A população ocupada em trabalhos domésticos remunerados está encontrando menos oportunidades de emprego. Segundo dados do Departamento Intersindical de Estatística e Estudos Socioeconômicos (Dieese), a quantidade de pessoas empregadas no setor caiu de 6,4 milhões, no quarto trimestre de 2019, para 4,9 milhões no mesmo período do ano passado.

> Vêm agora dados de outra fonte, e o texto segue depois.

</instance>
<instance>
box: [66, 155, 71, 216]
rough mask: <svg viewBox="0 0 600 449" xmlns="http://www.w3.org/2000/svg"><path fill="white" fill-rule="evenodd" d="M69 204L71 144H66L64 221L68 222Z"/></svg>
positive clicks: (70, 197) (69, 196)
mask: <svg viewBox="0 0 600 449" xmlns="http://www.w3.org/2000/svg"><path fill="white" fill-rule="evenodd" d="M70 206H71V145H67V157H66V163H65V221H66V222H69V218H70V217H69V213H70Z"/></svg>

Cena do documentário “Doméstica”, de Gabriel Mascaro, que investiga dinâmica da profissão e sua presença nos lares brasileiros / Reprodução

A queda, de 23,4%, é superior à diminuição de ocupação no quadro geral no país: no quarto trimestre de 2019, haviam 94,5 milhões de pessoas ocupadas no Brasil; já no mesmo período de 2020, esse número era de 86,2 milhões, uma queda de 8,7%.

Os dados do Dieese, divulgados hoje (27), são baseados na Pesquisa Nacional por Amostra de Domicílios Contínua (Pnad Contínua), do Instituto Brasileiro de Geografia e Estatística (IBGE).

De acordo com o levantamento, aumentou a proporção de trabalhadores domésticos remunerados sem carteira de trabalho: eram 73% no quarto trimestre de 2019 e passaram a ser 75% no mesmo período de 2020. A proporção dos empregados do setor que contribuíam com a Previdência Social também diminuiu: de 37,5%, no quarto trimestre de 2019, para 35,6%, no mesmo período de 2020.

O rendimento médio mensal do trabalhador doméstico remunerado caiu de R$ 924 (quarto trimestre de 2019) para R$ 876 (mesmo período de 2020). Houve queda em todas as regiões, exceto na Região Norte, onde ficou estável. Segundo o Dieese, os trabalhadores informais ganham 40% menos do que os formais e os negros recebem, em média, 15% menos.

Segundo o levantamento do Dieese, do total de trabalhadores ocupados no trabalho doméstico remunerado, 92% são mulheres, das quais 65% são negras. No quarto trimestre de 2020, as domésticas chefes de família eram 52,4%; no mesmo período de 2019, eram 51,2%.